• Important déploiement sécuritaire

• Nouvel An, Aïd-El-Kébir, démantèlement d’une cellule terroriste… les causes

A Marrakech, c’est pratiquement l’état d’alerte. La ville ocre, qui connaît un boom touristique pendant les fêtes de fin d’année, fait l’objet d’un important déploiement sécuritaire.

Les hôteliers de la ville ont eu une réunion avec les responsables de la wilaya le 27 décembre pour discuter des mesures de sécurité. «Actuellement, la ville n’est pas aussi pleine que l’année dernière. Mais nous nous attendons à un rush à partir de vendredi prochain», souligne un hôtelier de la ville qui dit être «rassuré» quant à la situation sécuritaire.

Destination privilégiée des Casablancais et de la jet-set internationale, Marrakech est la ville qui capte le plus l’attention.

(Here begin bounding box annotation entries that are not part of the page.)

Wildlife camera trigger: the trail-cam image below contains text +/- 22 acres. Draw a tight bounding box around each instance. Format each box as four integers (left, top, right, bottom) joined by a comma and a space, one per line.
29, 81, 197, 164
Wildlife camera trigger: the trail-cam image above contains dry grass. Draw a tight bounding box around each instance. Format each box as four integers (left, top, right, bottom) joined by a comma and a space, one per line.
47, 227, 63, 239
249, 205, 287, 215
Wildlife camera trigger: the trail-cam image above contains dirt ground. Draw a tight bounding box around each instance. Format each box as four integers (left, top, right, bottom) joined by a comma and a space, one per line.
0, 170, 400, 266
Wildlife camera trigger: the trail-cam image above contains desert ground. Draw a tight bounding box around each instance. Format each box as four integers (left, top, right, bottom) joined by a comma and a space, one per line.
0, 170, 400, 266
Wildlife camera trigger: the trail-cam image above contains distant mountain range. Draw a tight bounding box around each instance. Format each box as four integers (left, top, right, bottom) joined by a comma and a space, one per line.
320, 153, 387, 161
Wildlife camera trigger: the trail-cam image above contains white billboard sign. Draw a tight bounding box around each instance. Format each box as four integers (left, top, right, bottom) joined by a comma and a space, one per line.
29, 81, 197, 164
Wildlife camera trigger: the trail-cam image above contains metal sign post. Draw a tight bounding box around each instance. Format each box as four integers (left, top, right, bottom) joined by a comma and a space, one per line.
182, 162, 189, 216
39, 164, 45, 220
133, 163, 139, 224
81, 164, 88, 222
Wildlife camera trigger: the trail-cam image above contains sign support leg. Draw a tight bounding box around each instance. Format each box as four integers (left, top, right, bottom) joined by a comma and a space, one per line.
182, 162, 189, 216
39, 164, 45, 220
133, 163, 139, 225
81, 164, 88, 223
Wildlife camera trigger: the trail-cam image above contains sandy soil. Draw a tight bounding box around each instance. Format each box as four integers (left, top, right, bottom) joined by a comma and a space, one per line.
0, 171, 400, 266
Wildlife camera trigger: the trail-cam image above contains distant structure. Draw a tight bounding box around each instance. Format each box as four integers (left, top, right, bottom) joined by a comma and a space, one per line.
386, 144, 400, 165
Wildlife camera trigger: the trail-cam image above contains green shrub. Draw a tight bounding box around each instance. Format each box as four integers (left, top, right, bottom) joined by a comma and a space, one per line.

A Fès, les services de police indiquent qu’il s’agit «de mesures habituelles» instaurées depuis l’avènement du nouveau préfet Mohamed Aarouss il y a quatre mois. «Pour la fin d’année, près de 1.000 policiers, y compris des GUS, seront déployés», indique-t-on. Et d’ajouter «qu’il n’y a pas d’état d’alerte». Il faut dire qu’à Fès spécialement, les nouveaux responsables ont hérité d’une situation assez critique au niveau de la sécurité.

Connexions

A Casablanca, le démantèlement la semaine dernière de la cellule terroriste composée de onze Marocains, a créé une sorte d’état d’urgence dans la ville. Jusqu’au 27 décembre, les grands boulevards étaient peuplés de policiers en uniforme ou civils. Déploiement à lier aussi à la présence de SM le Roi à Casablanca.

Le groupe islamiste démantelé agissait à la frontière algéro-malienne et aurait des relations avec le GSPC algérien, dont une des figures de proue n’est autre qu’Abou Haïdara, alias Abderrazak Le Para, détenu au Tchad en 2004 et livré la même année à Alger.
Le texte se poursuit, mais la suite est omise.